The Explain operation of MaxCompute SQL helps to display the description of the final execution plan structure corresponding to a DML statement. The execution plan is the program used at the final stage to run SQL semantics.

Function definition:
EXPLAIN <DML query>;
The execution result of ‘explain’ includes the following:
  • The dependency structure of all the tasks corresponding to this DML statement.
  • All task dependency structures in a task.
  • All operator dependency structures in a task.
For examples
EXPLAIN
SELECT abs(a.key), b.value FROM src a JOIN src1 b ON a.value = b.value;
The output result of Explain consists of the following parts:
  • The dependency between jobs: job0 is root job, As the query requires one job (job0), only one row of information is required.
  • The dependency between tasks:
    In Job job0:
    root Tasks: M1_Stg1, M2_Stg1
    J3_1_2_Stg1 depends on: M1_Stg1, M2_Stg1

    Job0 contains three tasks, among which M1_Stg1 and M2_Stg1 are run first, followed by J3_1_2_Stg1.

    The naming rules of tasks are as follows:
    • MaxCompute contains four types of tasks: MapTask, ReduceTask, JoinTask, and LocalWork.
    • The first letter of a task name represents the current task type. For example, M2Stg1 is a MapTask.
    • The number following the first letter represents the current task ID, which must be unique in all tasks corresponding to the current query.
    • The numbers separated by underscores (_) represent the direct dependencies of the current task. For example, J3_1_2_Stg1 indicates that the current task (whose ID is 3) depends on two tasks whose IDs are 1 and 2.

  • The third part is the operator structure in the task. The operator string describes the execution semantics of a task:
    In Task M1_Stg1:
      Data source: yudi_2.src # Data source describes the input content of the current task
      TS: alias: a # TableScanOperator
          RS: order: + # ReduceSinkOperator
              keys:
                   a.value
              values:
                   a.key
              partitions:
                   a.value
    In Task J3_1_2_Stg1:
      JOIN: a INNER JOIN b # JoinOperator
          SEL: Abs(UDFToDouble(a._col0)), b._col5 # SelectOperator
              FS: output: None # FileSinkOperator
    In Task M2_Stg1:
      Data source: yudi_2.src1
      TS: alias: b
          RS: order: +
              keys:
                   b.value
              values:
                   b.value
              partitions:
                   b.value
    • Description of operators:
      • TableScanOperator: Describes the logic of FROM statement blocks in a Query statement. The input table name (alias) is displayed in the EXPLAIN results.

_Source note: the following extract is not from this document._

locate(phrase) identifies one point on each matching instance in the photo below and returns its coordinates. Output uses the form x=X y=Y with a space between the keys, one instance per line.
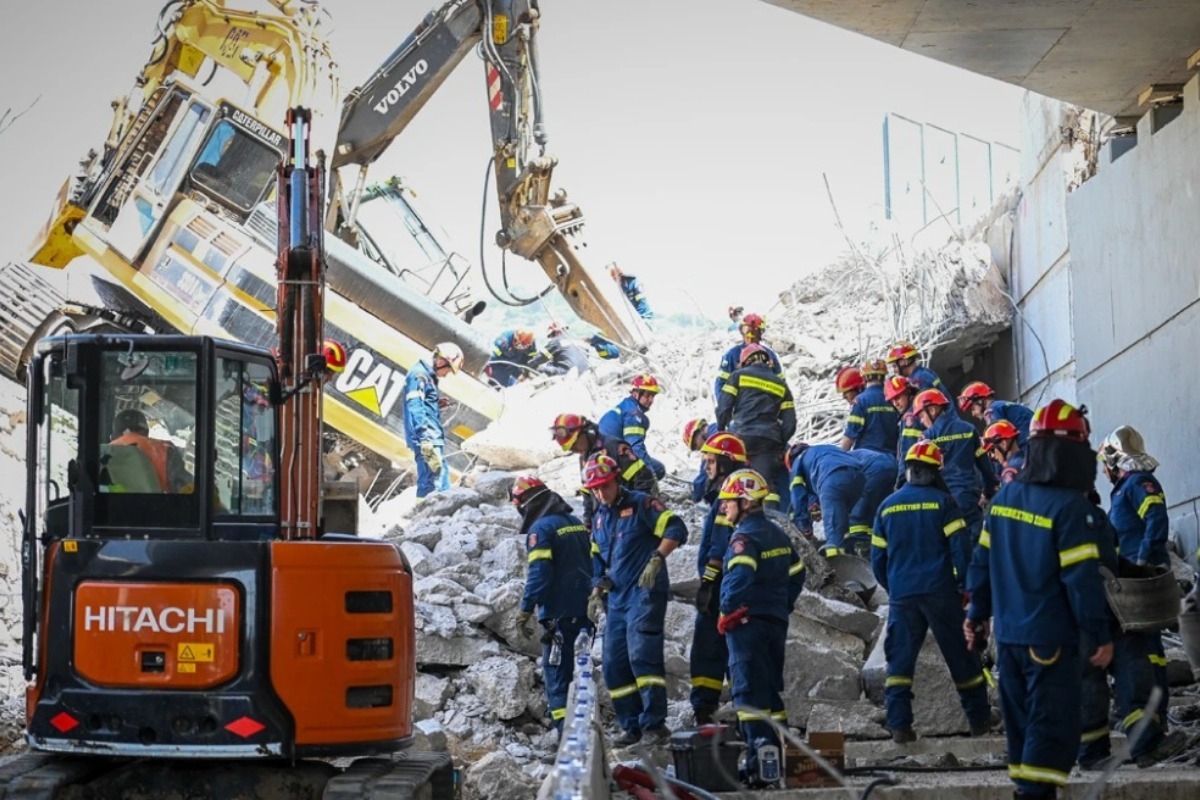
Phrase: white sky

      • SelectOperator: Describes the logic of SELECT statement blocks in a QUERY statement. The columns to be passed to the next operator are displayed in the Explain results, separated by commas (,). 

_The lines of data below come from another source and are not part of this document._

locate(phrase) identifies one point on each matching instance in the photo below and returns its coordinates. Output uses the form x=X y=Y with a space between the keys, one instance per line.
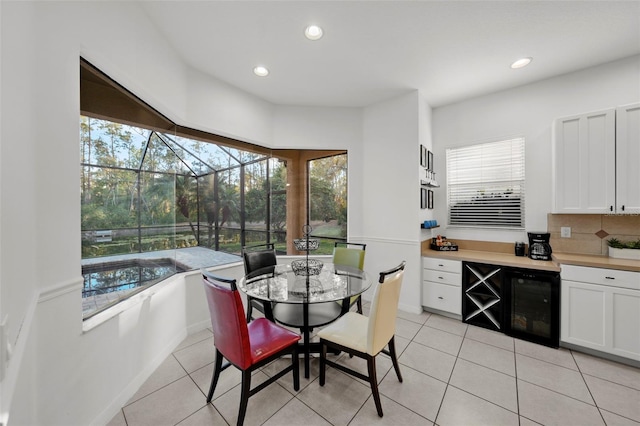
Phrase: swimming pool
x=108 y=283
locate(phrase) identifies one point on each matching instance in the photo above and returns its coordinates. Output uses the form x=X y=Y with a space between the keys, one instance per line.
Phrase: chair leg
x=244 y=396
x=296 y=369
x=373 y=381
x=216 y=374
x=323 y=358
x=394 y=358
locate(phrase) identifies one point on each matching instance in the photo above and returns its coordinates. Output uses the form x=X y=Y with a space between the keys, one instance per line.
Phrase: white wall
x=60 y=373
x=528 y=111
x=391 y=196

        • If column references are to be passed, < alias >.< column_name > is displayed
        • If expression results are to be transmitted, they are displayed as functions, for example, func1(arg1_1, arg1_2, func2(arg2_1, arg2_2)).

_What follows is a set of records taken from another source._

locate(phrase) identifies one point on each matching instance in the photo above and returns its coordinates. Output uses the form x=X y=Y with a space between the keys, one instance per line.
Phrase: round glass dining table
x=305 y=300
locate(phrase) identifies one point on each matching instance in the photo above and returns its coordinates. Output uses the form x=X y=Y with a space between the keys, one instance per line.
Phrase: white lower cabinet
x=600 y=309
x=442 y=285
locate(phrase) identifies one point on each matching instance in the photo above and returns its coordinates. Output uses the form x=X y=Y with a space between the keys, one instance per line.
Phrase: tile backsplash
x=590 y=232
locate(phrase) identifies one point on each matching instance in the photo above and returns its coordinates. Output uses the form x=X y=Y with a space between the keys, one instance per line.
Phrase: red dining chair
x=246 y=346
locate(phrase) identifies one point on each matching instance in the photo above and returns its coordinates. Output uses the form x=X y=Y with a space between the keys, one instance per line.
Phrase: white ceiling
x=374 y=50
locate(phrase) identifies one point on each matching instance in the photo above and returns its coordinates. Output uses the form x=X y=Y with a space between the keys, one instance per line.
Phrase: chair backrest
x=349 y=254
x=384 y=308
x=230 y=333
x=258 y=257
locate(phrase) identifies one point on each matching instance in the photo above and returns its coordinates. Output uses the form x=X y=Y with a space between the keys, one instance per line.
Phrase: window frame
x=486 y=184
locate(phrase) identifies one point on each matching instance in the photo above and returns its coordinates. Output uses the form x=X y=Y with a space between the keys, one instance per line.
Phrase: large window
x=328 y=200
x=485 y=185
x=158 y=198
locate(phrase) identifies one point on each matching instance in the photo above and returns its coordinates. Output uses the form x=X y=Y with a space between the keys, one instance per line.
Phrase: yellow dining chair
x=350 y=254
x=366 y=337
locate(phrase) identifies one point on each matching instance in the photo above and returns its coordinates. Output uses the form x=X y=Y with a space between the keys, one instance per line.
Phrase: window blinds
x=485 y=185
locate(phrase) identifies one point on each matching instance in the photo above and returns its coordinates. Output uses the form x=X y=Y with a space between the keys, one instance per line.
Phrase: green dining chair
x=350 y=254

        • If constants are to be passed, the values are directly displayed.
      • FilterOperator: Describes the logic of WHERE statement blocks in a QUERY statement. A WHERE condition expression is displayed in the Explain results, with the display rules similar to those of SelectOperator.
      • JoinOperator: Describes the logic of JOIN statement blocks in a QUERY statement. Both the tables to be joined and the JOIN method are displayed in the Explain results.
      • GroupByOperator: Describes the logic of aggregate operations. This structure is displayed if an aggregate function is used in a QUERY statement. The aggregate function content is displayed in the Explain results.
      • ReduceSinkOperator: Describes the logic of data distribution operations between tasks. If the result of the current task is to be passed to another task, ReduceSinkOperator must be used at the end of the current task to perform the data distribution operation. The sorting method of output results, distributed keys, values, and columns used to calculate the hash value are displayed in the Explain results.
      • FileSinkOperator: Describes the storage operation of final data. If Insert statement blocks exist in the QUERY statement, the target table name is displayed in the Explain results.
      • LimitOperator: Describes the logic of Limit statement blocks in a QUERY statement. The number of LIMIT is displayed in the Explain results.
      • MapjoinOperator: Similar to JoinOperator, it describes JOIN operations in large tables.
Note
If a QUERY statement is so complicated that Explain has too many results, API restrictions are triggered, which leads to incomplete display of Explain results.  In this case, you can split the QUERY and perform the Explain operation on each part to understand the job structure.